The apex of the show, however, is Karl Simms' ground-breaking
"Galapagos." Even after heavy exposure in magazines ranging from
ArtByte to Wired, "Galapagos" retains a freshness and depth which is
nearly unparalleled in the field. Simms uses genetic algorithms and
real-time computer graphics to breed a series of writhing digital
creatures, one creature per monitor, like microscopic organisms under a
row of telescopes. The user picks a creature from the series and the
computer "breeds" it, filling the other monitors with slight variations
of its parent. After a few minutes of fanciful work, I was the proud
father of pulsating blue blobs with colorful spotted feathers on one
end. The next user reset the system and arrived at entirely different
results: tentacled, fractal beasts so heavy they could barely move.
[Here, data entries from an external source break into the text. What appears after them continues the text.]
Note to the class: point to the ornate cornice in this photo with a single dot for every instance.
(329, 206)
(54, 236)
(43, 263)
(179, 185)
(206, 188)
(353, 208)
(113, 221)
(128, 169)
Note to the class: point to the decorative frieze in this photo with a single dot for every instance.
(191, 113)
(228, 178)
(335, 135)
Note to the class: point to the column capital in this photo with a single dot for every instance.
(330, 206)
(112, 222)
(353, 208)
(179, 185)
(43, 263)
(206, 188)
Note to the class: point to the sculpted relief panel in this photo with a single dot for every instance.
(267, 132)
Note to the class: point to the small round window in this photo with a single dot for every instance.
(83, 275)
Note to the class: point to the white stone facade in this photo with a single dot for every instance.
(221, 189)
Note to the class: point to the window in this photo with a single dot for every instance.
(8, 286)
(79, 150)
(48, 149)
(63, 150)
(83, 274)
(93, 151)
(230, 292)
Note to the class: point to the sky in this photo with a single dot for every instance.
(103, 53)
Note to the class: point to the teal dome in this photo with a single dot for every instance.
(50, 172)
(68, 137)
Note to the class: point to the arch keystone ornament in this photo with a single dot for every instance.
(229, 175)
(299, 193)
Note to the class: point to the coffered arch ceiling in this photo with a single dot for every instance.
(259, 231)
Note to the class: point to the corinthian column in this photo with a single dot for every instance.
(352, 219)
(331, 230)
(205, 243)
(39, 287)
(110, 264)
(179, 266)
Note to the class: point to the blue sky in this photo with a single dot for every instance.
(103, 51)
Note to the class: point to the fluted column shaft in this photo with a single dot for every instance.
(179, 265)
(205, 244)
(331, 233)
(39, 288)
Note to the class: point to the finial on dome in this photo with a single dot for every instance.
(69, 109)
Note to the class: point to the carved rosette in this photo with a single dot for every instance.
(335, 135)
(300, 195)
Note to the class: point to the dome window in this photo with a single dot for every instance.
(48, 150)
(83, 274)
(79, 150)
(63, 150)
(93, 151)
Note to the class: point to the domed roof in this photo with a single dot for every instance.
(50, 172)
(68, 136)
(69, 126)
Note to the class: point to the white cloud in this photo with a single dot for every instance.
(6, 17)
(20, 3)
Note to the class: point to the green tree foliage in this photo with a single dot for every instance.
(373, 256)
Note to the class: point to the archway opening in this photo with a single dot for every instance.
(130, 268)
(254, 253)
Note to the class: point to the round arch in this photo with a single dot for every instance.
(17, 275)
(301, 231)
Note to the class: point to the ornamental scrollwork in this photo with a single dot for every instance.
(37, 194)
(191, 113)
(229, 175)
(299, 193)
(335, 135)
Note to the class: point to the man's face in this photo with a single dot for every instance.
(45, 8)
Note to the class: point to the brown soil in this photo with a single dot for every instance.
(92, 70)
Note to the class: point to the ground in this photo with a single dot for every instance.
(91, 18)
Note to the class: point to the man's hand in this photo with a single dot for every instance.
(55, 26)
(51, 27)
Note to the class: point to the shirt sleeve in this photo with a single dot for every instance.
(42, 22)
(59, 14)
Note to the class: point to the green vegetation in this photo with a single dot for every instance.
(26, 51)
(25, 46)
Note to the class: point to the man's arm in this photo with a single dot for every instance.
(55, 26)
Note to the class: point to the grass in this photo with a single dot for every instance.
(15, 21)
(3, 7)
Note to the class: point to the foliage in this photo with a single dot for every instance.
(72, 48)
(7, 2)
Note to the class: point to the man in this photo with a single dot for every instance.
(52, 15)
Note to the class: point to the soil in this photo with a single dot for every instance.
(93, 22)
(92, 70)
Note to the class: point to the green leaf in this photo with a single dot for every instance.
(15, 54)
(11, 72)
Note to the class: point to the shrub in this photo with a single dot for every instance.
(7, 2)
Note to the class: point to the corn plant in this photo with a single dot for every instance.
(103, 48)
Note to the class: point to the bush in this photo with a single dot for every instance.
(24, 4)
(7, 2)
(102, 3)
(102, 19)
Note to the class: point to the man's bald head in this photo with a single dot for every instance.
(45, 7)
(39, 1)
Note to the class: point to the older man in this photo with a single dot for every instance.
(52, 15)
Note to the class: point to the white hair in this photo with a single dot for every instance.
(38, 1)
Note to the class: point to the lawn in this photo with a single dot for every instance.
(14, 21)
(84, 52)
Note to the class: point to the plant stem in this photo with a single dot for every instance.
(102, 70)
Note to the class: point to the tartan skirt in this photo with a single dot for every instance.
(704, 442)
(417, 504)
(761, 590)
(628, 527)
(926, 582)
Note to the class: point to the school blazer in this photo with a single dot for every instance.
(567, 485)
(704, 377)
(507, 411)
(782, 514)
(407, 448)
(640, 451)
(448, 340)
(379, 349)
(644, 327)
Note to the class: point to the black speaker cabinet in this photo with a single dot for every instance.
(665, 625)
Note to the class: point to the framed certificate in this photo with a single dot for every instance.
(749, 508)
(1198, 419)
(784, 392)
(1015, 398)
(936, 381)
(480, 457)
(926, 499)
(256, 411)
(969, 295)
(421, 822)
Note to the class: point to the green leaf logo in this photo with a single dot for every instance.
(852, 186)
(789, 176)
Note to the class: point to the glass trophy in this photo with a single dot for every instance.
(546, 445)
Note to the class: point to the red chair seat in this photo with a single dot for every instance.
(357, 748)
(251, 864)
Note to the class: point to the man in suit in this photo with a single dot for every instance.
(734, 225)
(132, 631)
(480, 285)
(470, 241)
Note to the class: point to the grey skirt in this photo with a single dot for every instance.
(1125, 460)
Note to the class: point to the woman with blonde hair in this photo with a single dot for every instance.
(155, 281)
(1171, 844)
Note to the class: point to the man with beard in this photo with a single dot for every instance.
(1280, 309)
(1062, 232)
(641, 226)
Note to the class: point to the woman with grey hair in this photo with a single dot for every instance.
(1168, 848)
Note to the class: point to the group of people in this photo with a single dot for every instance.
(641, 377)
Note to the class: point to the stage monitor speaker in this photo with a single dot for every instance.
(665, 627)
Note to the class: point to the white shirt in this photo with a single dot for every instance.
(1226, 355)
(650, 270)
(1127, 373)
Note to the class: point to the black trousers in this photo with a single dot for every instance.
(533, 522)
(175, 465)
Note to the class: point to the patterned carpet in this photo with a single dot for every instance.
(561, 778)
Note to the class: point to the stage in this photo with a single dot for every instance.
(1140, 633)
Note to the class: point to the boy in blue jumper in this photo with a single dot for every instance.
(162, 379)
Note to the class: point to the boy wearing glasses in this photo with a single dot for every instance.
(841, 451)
A video retrospective downstairs helped contextualize Simms' work,
placing him squarely at the intersection of science and art. From his
early research on particle systems animation (see "Particle Dreams,"
1988) to recent work with artificial life ("Evolved Virtual Creatures,"
1994), Simms comes across as an ebullient scientist who works within the
language and tradition of art practice.

No doubt, the work at both the DeCordova and the Science Museum are,
perhaps to a fault, accessible. But how did these compare to work at
the thirty or so galleries around town? (Please post if you were
there!)

Boston Cyberarts will return in two years, and my greatest hope is that
the work will be more accessible in the physical sense (not requiring
visitors to drive all over town so much) and less accessible (more
controversial and challenging) in the artistic sense. I'd hope to see a
bit more Ars and a lot less Siggraph, if you know what I mean, though it
might take a while before electronic music flanks the Charles River and
a midnight train ride sets sail…

But hell, for a city with so little public arts funding and contemporary
art practice, the festival is a welcome addition. Sure beats another
Monet retrospective!

["Make Your Move: Interactive Art" is open until May 31 at the DeCordova
Museum. Check out www.bostoncyberarts.org for further details.]